Maksatta ittifak
Birinci İhlâs Lem'ası'ndaki şu vurgulu ifadeler de baştan beri işlemeye çalıştığımız manaları tamamlayıp taçlandırıyor:
"Bütün hissiyatınızla, ehl-i dünyadan daha şiddetli bir surette meslektaşlarınızla ve dindaşlarınızla ittifak ediniz, yani ihtilâfa düşmeyiniz. 'Böyle küçük meseleler için kıymettar vaktimi sarf etmektense, o çok kıymetli vaktimi zikir ve fikir gibi kıymettar şeylere sarf edeceğim' deyip çekilerek ittifakı zayıflaştırmayınız. ünkü bu manevî cihadda küçük mesele zannettiğiniz, çok büyük olabilir. (...) Ehl-i hakkın mağlûbiyeti zamanında, (...) küçük bir meseleye sarf olunan senin kıymettar bir günün, (...) bin derece kıymet alabilir, bir günün bin gün olabilir."
Zira rıza-yı İlâhî çerçevesinde, zerreyi yıldız gibi yapabilecek önem ve değerde bir görev bu.

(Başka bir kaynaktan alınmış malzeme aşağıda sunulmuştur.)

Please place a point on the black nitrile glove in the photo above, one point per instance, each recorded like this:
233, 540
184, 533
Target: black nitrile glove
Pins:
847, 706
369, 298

Dolayısıyla, kendi hizmet ekolümüzün dairesi içinde fert fert birbirimizle olan ilişkilerimizden başlayıp, sair hizmet ekolleriyle irtibatlarımıza ve dünya ölçeğindeki Müslümanlarla her seviyedeki bağlarımıza kadar uzanan halkalardaki tavır, duruş ve yaklaşımlarımızı, Said Nursî'nin "İttihad-ı İslâm'ın tam zamanı geliyor" tesbiti çerçevesinde yeniden yorumlayıp dizayn etmemiz gerekiyor.
Bu dizayn sürecinin, âfâkî ve hayalî ütopyalara sapmadan, gerçekçi bir zemin ve çizgide doğru ve dengeli bir yaklaşımla yönetilmesini sağlayacak ölçü ve parametreler yine Risale-i Nur'da.
Meselâ ittihad-ı İslâm'ı illâ bütün cemaat, tarikat ve hizmet ekollerinin tek bir çatı altında organik bütünleşmesi şeklinde anlamak yanlış. Böyle birşey fıtrata da, sosyal gerçeklere de aykırı.